Wildlife officials had originally hoped the hybrid cats could be
introduced into the wild in an effort to bolster India's endangered
wild lion population.

When the program ended, all of the male lions were given vasectomies to
prevent further breeding, Kumar said.

Indian wildlife laws prohibit killing the animals.

It will take about six years for the remaining 22 crossbred lions to
die of natural causes, Kumar said.

Zoo authorities have decided to launch a new captive breeding project
using "pure Asiatic lion stock from other zoos in the country, but only
after the last of the earlier crop of lions have been phased out," he
said.

The zoo has recently built an enclosed area for the oldest and most
infirm of the lions, so they are not attacked by the more robust cats.

"At any time the zoo has around four to five lions that are too old and
weak to compete with the younger, more aggressive lions," Kumar said.

The lions are fed boneless meat, he said.

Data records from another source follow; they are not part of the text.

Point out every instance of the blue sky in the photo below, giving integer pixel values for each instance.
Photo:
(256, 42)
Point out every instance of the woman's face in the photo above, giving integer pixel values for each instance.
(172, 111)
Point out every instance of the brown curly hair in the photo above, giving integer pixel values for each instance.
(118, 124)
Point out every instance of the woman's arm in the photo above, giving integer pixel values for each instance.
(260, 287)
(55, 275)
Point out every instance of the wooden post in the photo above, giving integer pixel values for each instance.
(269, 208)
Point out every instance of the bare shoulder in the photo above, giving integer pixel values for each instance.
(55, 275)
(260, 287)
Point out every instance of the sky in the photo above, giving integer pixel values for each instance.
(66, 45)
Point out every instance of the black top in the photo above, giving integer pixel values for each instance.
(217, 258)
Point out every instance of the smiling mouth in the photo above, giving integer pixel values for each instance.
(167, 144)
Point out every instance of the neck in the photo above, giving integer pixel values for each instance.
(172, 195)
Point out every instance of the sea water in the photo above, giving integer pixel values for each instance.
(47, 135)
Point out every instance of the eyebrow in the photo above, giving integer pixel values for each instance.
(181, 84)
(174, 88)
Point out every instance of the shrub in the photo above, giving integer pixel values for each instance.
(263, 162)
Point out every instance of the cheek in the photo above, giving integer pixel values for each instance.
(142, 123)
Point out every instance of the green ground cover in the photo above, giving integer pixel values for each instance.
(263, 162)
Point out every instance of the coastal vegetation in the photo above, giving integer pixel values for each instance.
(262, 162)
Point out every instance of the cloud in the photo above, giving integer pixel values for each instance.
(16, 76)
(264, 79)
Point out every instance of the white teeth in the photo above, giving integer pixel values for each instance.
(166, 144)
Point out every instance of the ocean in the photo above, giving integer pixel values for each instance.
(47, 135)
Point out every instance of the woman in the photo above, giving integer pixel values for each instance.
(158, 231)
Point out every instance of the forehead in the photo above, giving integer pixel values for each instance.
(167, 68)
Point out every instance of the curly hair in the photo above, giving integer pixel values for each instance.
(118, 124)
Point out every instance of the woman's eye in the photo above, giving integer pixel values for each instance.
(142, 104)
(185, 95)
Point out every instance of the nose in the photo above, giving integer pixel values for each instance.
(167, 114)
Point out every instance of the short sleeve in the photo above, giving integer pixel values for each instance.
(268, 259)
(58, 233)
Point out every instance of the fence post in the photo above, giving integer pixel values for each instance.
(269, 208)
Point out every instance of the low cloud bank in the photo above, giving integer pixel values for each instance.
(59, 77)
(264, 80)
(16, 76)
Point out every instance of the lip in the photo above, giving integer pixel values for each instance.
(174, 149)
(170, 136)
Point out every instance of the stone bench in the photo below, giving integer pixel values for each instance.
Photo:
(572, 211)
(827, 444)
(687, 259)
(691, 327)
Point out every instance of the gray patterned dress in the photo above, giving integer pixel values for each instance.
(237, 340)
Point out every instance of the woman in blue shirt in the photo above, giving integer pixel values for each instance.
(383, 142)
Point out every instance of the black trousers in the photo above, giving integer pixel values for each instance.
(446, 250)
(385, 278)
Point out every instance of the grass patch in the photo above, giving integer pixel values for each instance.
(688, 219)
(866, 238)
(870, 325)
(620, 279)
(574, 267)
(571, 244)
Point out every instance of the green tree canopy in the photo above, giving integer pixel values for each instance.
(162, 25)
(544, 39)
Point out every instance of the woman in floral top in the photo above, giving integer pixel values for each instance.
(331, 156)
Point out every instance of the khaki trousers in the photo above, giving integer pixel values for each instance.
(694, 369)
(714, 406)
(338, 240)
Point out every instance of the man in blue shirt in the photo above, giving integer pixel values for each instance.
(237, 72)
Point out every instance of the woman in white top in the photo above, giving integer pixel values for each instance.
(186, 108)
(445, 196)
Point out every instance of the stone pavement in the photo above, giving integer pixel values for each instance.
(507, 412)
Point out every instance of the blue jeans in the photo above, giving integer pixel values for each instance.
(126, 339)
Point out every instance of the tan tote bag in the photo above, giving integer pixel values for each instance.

Wildlife experts say rampant poaching is driving the Asiatic lion to
extinction, especially in the Gir forests in western India, the last
wild refuge of the big cats.

The last lion census conducted in the forests in 2000 put the number of
Asiatic lions at 320. The animals' numbers have further dwindled due to
poaching, open wells that act as death traps and human encroachment on
lion habitat.

Lions are killed for their pelts and claws, both of which command a
huge price in the illegal wildlife trade.